I was not directly involved in the chaos that followed the arrival of the world’s media in Stafford so what I did was I sat down and read the Healthcare commission report from cover to cover 4 times. It took that many times to convince myself that the “excess death figures” which appeared in every press item and every TV interview were not there, and that there was no other material contained within the body of the report that could imply these figures. This was clearly a hospital with problems, a hospital where lots of people would have had an uncomfortable time, I could imagine that there will have been some people who will have died, I found an interview with Sir Ian Kennedy who said it is likely that “some people may have died”. This seemed to me to be a completely fair balanced and reasonable statement. The rest looked like media induced hysteria.  
There are clear caveats in the HCC report about the limitations of what the data can tell us.
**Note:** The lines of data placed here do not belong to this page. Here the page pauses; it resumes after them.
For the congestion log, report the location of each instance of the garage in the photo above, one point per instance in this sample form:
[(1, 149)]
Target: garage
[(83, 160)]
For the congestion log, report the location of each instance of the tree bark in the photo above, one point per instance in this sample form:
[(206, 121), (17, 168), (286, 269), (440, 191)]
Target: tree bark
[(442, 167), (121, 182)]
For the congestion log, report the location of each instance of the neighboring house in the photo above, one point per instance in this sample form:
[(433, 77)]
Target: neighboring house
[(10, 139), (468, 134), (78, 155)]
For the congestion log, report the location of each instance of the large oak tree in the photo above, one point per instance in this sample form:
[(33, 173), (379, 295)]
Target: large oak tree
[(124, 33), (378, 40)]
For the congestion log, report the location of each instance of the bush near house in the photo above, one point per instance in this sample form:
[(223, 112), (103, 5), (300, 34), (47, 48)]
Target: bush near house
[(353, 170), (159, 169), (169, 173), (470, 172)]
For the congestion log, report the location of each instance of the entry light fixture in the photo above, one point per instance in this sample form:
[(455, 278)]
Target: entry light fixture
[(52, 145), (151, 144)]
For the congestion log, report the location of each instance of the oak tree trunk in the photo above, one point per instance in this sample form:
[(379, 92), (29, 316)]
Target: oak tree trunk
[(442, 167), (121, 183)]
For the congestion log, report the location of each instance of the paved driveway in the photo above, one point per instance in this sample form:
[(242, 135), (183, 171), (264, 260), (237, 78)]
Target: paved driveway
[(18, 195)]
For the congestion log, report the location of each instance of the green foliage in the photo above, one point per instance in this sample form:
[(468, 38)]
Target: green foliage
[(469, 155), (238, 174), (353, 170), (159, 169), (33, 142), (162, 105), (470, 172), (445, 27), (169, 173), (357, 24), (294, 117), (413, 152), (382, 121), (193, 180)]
For the data to accurately reflect hospital
activity, there must be clear, accurate and timely
information recorded in the patient’s notes;
accurate and consistent clinical coding; and
clear procedures for collecting and processing
the data. There also needs to be appropriate
training and accreditation of staff.
This is the passage which came to dominate my reading of the report.
The highlighting is mine. This seems to me to be the very simple human story at the heart of this chaotic chain of events.
We were told by clinical staff and managers
that the trust had a long history of poor quality
information about its services. ..

A report by CHKS was commissioned by the
trust in early 2007, due to concerns about the
coding of clinical data. The report identified
deficiencies in the clinical coding entered in
the Patient Information Management System
(PIMS). This was manifested by inaccuracies
in coding and under-reporting of co-morbidities
(that is, patients’ other health

The coding manager at the time
had been on long-term sick leave and the rest
of the team were working part-time. Contact
with clinicians was also poor, with coders
being reluctant to approach them about
unclear notes. Clinicians had little
understanding of the need to make notes
clear for the coders.

The trust recruited a new coding manager in
July 2007, when the previous post holder
retired. More investment was put into the
department and new members recruited to
the team. Staff told us that the new coding
manager had had a positive impact on the
quality of coding. The new manager built
better relationships with clinicians and
motivated her staff to attend training courses
and gain accreditation. Examples of positive
developments included having consultants on
the clinical coding and data quality group, and
systems that the coders could use to crosscheck
information, such as radiology and
pharmacy reports.

The coding manager told us that she still had
concerns about some of the clinical input to
coding. It was reported that junior doctors
could present a problem because of their
frequent job rotations. They were often
imprecise about diagnoses, whereas the main
problem encountered with senior consultants
was the tendency to under-report comorbidities.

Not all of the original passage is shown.